Power Wheels
- Logo
- Type: Battery-powered ride-on toy cars
- Company: Fisher-Price
- Country: United States
- Availability: 1984–present

= Power Wheels =

Brand of battery-powered ride-on toy cars

Power Wheels is a brand of battery-powered ride-on toy cars for kids ages one to seven years old. Power Wheels ride-ons are built with kid-sized, realistic features – in some cases, real working features like FM radios, opening/closing doors and hoods, and both forward and reverse motion.

== History ==
The product itself was created by an Italian company, Peg Perego, which started in 1949. Peg-Perego eventually began using gel cell batteries in their wheeled machines, and the product line was launched. The Power Wheels brand name dates back to 1984, when San Francisco-based toy company Kransco acquired Pines of America, makers of battery-powered vehicles for children. Kransco renamed the line "Power Wheels".

In 1994, the Power Wheels Line was bought by Mattel, who placed it under their Fisher-Price subsidiary.

In 1999, Fisher-Price announced the Harley-Davidson Motorcycle ride-on toy – which contributed to a year of record sales for the entire product line.

== Power Wheels vehicles ==
Power Wheels ride-on cars, trucks, and motorcycles have been sold with more than 100 model names.

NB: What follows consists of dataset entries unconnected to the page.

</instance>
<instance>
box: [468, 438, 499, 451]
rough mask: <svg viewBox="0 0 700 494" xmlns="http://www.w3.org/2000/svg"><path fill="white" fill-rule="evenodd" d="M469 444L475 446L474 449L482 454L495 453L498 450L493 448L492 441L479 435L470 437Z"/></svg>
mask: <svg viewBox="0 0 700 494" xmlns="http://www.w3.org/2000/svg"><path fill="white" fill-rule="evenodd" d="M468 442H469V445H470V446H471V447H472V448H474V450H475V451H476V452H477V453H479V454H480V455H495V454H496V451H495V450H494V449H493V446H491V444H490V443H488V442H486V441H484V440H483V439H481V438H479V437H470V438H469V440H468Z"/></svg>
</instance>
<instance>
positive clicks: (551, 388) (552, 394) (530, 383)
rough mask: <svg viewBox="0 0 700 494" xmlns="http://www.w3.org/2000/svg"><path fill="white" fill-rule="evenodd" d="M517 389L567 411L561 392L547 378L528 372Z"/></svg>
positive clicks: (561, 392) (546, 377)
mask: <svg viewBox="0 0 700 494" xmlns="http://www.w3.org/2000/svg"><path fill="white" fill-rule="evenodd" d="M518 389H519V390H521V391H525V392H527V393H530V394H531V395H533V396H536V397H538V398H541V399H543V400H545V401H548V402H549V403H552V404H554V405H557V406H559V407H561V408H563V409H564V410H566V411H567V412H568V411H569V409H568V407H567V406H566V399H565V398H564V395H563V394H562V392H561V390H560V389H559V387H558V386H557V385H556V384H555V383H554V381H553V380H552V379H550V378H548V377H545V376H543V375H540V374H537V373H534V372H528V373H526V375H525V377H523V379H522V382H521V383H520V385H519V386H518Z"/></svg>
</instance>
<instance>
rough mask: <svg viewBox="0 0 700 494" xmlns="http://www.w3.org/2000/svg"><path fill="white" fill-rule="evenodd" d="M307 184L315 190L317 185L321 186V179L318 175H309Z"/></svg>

Some Power Wheels vehicles are small-scale versions of real-world vehicles, including the Jeep Wrangler, Jeep Hurricane, Ford F-150, Ford Mustang, Kawasaki KFX quad, Harley-Davidson motorcycle, Cadillac Escalade EXT. Some Power Wheels vehicles are based on children's cartoons such as Lightning McQueen from Pixar’s film Cars, and a Thomas the Tank Engine with a circle of track.

== Safety recalls ==
The first recall in 1991 involved the 18 Volt Porsche 911, in which the contacts in the foot pedal switch could weld together in use. If this were to happen, the motor would remain running and the vehicle would continue moving forward, unable to stop. A new accelerator pedal was fitted that eliminated the possibility of welded contacts.

In October 1998, Fisher-Price undertook one of its largest toy recalls, announcing that it would recall and repair up to 10 million Power Wheels 12-volt and Super 6-volt vehicles manufactured since 1986. The recall and repair program was conducted to replace battery fuses and strengthen battery connectors to prevent the units from overheating.

In 2000, Fisher-Price recalled about 218,000 battery-powered Power Wheels Harley-Davidson motorcycle ride-on toys for repair. The foot pedals, which activate the toy, could stick in the "on" position.

The Barbie Dream Camper (model FRC29), with the grey foot pedal, was recalled in 2019 due to reports that the ride-on toy continued moving after the pedal was released.